Teren-app/DEDUPLICATION_PLAN_V2.md
Simon Pocrnjič dea7432deb changes
2025-12-26 22:39:58 +01:00

655 lines
20 KiB
Markdown

# V2 Deduplication Implementation Plan
## Problem Statement
Currently, ImportServiceV2 allows duplicate Person records and related entities when:
1. A ClientCase with the same `client_ref` already exists in the database
2. A Contract with the same `reference` already exists for the client
3. Person data is present in the import row
This causes data duplication because V2 doesn't check for existing entities before creating Person and related entities (addresses, phones, emails, activities).

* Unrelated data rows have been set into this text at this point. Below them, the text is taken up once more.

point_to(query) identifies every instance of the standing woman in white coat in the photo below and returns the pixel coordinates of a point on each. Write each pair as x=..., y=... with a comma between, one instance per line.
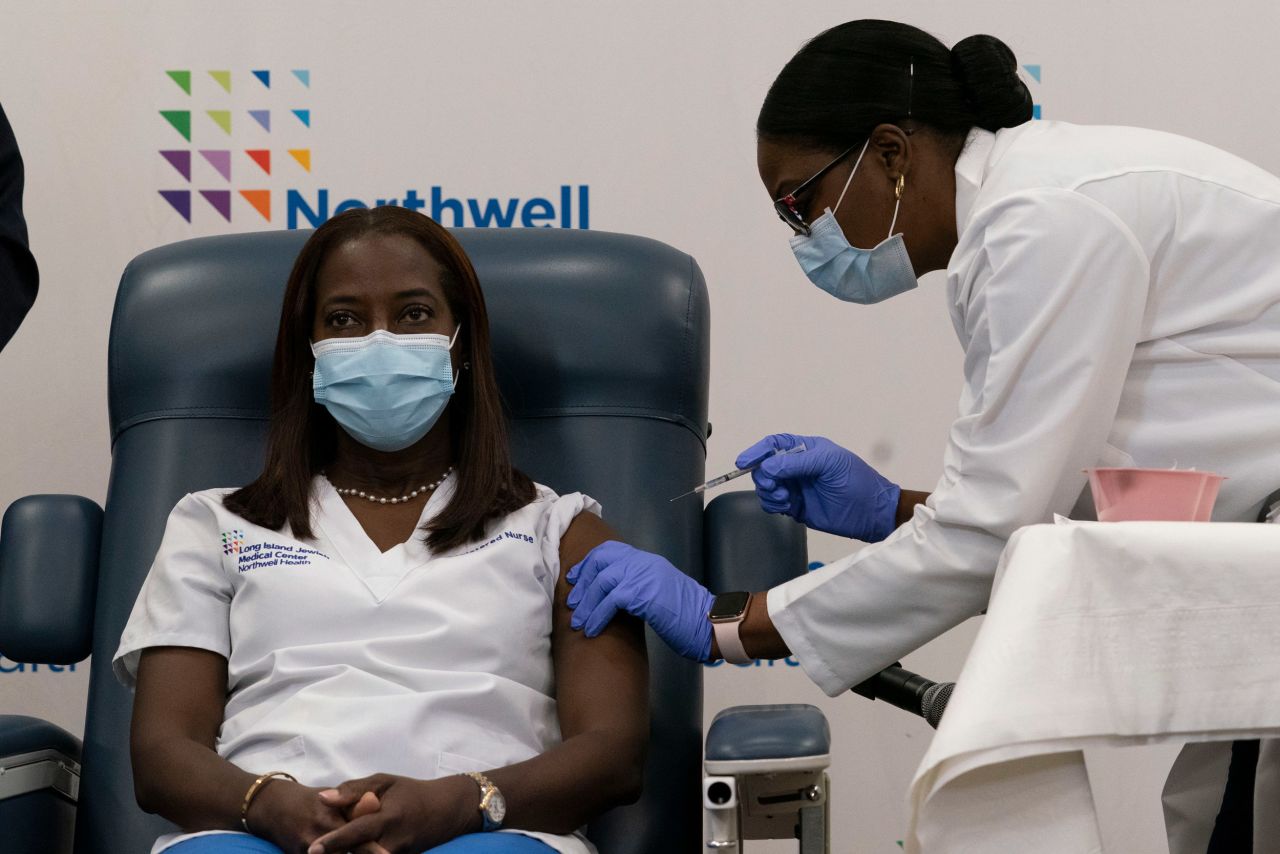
x=1118, y=296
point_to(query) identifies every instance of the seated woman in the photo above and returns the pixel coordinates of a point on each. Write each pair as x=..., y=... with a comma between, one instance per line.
x=368, y=648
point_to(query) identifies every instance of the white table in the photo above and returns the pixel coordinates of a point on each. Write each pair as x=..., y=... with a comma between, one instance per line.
x=1098, y=634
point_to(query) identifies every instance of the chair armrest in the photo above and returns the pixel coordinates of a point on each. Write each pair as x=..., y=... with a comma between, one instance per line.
x=49, y=551
x=768, y=739
x=39, y=785
x=748, y=548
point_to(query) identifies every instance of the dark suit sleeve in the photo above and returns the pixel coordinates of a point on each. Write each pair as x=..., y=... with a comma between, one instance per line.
x=19, y=278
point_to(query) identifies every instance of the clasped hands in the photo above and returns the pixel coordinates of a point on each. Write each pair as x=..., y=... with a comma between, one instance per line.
x=375, y=814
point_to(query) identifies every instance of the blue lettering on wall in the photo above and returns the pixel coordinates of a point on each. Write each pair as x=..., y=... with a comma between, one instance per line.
x=570, y=210
x=22, y=667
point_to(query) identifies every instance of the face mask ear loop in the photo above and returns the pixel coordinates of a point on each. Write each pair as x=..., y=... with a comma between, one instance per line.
x=856, y=163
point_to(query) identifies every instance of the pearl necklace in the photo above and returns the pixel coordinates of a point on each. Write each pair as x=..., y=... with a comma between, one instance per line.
x=401, y=499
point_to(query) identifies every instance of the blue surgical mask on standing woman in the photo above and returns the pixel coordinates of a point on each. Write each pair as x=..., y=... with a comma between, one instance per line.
x=849, y=273
x=385, y=391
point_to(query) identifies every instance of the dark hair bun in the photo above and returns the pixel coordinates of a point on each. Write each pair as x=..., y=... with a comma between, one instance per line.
x=987, y=71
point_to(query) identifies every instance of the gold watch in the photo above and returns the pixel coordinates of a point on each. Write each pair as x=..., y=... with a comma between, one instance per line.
x=493, y=805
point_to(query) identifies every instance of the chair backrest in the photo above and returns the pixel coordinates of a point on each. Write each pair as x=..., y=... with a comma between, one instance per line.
x=602, y=350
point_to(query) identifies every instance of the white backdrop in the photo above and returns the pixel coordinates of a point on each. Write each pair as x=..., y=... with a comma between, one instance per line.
x=643, y=110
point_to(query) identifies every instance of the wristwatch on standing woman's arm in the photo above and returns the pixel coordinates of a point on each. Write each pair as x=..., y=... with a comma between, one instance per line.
x=727, y=612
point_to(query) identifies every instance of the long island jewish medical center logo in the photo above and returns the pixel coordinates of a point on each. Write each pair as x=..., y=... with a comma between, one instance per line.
x=236, y=146
x=233, y=542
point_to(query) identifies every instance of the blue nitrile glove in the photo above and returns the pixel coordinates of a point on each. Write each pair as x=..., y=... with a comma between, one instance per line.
x=824, y=487
x=615, y=576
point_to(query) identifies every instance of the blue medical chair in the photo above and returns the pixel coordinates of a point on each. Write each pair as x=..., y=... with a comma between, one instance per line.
x=602, y=350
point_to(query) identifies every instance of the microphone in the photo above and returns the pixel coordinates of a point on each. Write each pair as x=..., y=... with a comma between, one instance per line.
x=909, y=692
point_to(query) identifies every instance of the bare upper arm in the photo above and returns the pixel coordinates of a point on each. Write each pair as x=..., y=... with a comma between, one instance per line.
x=602, y=683
x=181, y=693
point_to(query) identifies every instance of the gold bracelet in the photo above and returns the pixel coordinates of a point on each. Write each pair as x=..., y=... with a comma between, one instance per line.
x=252, y=793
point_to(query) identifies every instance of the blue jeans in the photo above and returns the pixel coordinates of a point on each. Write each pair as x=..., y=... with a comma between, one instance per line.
x=469, y=844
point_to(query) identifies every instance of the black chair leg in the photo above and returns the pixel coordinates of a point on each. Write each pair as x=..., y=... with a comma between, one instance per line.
x=1233, y=830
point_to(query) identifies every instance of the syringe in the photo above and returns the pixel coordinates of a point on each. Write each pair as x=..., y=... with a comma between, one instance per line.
x=739, y=473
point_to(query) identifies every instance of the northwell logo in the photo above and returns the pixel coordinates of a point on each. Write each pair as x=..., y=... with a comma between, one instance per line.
x=232, y=173
x=248, y=132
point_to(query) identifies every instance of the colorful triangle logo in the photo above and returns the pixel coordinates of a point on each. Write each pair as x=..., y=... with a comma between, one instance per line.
x=182, y=80
x=179, y=160
x=220, y=160
x=263, y=158
x=181, y=122
x=220, y=201
x=222, y=118
x=179, y=200
x=260, y=200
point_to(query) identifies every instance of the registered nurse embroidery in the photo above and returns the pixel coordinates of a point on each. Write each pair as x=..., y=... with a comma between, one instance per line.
x=233, y=542
x=503, y=537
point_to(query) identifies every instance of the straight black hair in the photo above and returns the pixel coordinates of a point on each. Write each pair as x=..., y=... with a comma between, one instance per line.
x=842, y=83
x=302, y=435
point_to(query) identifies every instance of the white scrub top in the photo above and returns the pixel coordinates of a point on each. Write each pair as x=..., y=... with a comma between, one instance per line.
x=1118, y=296
x=343, y=661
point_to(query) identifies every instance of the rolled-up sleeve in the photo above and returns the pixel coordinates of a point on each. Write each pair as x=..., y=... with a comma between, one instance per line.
x=186, y=598
x=1052, y=309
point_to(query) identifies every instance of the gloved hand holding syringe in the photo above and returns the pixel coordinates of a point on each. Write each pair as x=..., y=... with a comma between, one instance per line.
x=739, y=473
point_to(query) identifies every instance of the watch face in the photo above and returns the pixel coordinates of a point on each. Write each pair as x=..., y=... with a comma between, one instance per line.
x=497, y=808
x=728, y=606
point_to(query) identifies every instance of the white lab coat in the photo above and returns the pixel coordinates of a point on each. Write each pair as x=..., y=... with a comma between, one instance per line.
x=1118, y=296
x=344, y=661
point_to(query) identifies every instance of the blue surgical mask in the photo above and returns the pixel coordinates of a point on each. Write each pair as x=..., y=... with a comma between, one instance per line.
x=849, y=273
x=385, y=391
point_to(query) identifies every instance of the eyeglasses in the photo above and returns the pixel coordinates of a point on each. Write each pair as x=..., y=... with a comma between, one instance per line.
x=786, y=206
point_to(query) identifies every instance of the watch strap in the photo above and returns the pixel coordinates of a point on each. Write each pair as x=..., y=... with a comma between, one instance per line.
x=730, y=640
x=487, y=791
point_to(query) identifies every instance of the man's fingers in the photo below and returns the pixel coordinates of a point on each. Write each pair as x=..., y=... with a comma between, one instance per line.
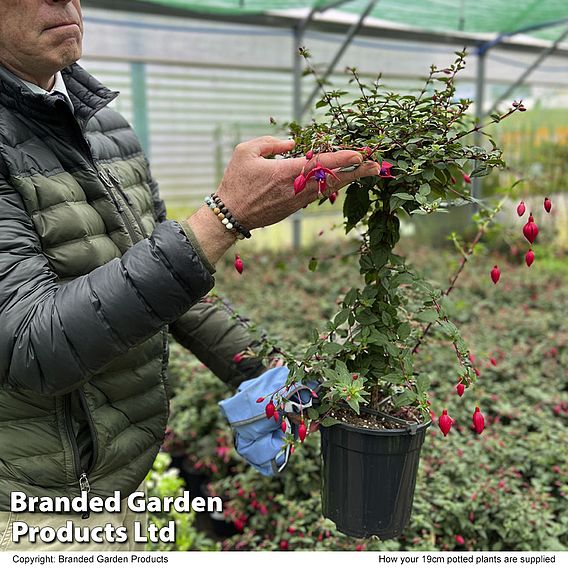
x=265, y=146
x=364, y=170
x=339, y=159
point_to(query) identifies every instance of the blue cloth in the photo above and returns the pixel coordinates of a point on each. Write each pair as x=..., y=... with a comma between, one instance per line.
x=257, y=439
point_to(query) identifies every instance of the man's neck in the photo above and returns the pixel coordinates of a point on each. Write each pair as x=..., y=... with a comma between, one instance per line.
x=45, y=83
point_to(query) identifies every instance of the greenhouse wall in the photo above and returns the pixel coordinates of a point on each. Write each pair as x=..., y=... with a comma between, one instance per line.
x=202, y=86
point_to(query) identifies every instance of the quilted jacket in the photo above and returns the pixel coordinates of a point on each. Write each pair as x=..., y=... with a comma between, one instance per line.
x=91, y=276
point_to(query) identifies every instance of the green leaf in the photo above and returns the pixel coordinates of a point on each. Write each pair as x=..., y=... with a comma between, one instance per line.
x=396, y=378
x=427, y=316
x=356, y=204
x=329, y=421
x=404, y=196
x=354, y=404
x=331, y=348
x=404, y=398
x=366, y=317
x=341, y=317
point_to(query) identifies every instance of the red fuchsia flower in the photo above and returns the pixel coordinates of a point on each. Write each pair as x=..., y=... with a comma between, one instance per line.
x=478, y=420
x=445, y=422
x=270, y=410
x=495, y=274
x=385, y=170
x=302, y=431
x=299, y=184
x=530, y=230
x=529, y=257
x=239, y=266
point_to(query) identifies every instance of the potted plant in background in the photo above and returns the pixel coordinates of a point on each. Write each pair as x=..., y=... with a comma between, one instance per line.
x=373, y=407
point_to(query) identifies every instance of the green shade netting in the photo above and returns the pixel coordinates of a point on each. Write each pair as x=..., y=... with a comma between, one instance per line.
x=494, y=16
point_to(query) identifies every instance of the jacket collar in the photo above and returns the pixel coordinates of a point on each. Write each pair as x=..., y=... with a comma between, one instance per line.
x=87, y=94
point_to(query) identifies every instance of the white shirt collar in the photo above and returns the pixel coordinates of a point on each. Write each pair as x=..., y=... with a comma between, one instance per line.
x=58, y=86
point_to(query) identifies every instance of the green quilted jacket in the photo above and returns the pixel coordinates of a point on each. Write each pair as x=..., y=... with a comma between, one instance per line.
x=92, y=277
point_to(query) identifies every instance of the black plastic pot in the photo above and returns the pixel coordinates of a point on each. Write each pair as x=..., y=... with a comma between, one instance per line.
x=368, y=478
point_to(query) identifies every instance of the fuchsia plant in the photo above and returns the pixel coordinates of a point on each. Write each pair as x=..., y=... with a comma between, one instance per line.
x=365, y=358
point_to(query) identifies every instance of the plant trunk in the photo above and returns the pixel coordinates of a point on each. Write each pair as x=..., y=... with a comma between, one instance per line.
x=375, y=397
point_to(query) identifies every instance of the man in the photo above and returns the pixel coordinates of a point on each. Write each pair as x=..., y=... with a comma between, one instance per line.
x=92, y=273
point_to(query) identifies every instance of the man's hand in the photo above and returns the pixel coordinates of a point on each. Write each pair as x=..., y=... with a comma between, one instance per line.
x=260, y=192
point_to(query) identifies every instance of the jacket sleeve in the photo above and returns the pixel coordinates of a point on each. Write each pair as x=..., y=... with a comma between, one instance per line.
x=211, y=332
x=215, y=335
x=54, y=337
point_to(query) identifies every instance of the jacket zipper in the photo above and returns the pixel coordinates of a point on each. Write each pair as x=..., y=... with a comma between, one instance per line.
x=82, y=478
x=110, y=188
x=127, y=200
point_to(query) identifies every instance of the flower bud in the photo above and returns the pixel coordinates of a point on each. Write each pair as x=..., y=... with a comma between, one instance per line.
x=495, y=274
x=530, y=230
x=302, y=431
x=445, y=422
x=478, y=420
x=270, y=410
x=529, y=257
x=300, y=184
x=239, y=266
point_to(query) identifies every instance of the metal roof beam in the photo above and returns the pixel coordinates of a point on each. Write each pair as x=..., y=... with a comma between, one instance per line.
x=529, y=70
x=346, y=43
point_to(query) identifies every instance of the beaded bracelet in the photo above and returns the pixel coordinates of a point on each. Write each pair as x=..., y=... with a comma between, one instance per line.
x=218, y=207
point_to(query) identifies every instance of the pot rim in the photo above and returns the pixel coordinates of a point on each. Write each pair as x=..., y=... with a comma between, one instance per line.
x=409, y=431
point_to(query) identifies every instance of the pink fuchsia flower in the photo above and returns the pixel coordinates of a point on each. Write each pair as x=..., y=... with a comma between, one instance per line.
x=445, y=422
x=478, y=420
x=385, y=170
x=299, y=184
x=530, y=230
x=495, y=274
x=239, y=266
x=529, y=257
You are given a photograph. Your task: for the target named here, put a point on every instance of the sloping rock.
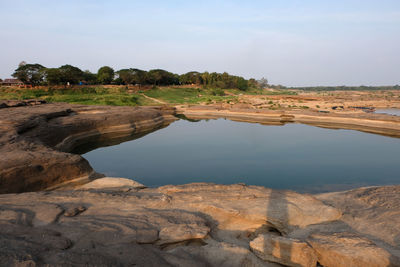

## V1 Deduplication Strategy (Analysis)
### V1 Person Resolution Order (Lines 913-1015)
V1 follows this hierarchical lookup before creating a new Person:
1. **Contract Reference Lookup** (Lines 913-922)
- If contract.reference exists → Find existing Contract → Get ClientCase → Get Person
- Prevents creating new Person when Contract already exists
2. **Account Result Derivation** (Lines 924-936)
- If Account processing resolved/created a Contract → Get ClientCase → Get Person
3. **ClientCase.client_ref Lookup** (Lines 937-945)
- If client_ref exists → Find ClientCase by (client_id, client_ref) → Get Person
- Prevents creating new Person when ClientCase already exists
4. **Contact Values Lookup** (Lines 949-964)
- Check Email.value → Get Person
- Check PersonPhone.nu → Get Person
- Check PersonAddress.address → Get Person
5. **Person Identifiers Lookup** (Lines 1005-1007)
- Check tax_number, ssn, etc. via `findPersonIdByIdentifiers()`
6. **Create New Person** (Lines 1009-1011)
- Only if all above fail
### V1 Contract Deduplication (Lines 2158-2196)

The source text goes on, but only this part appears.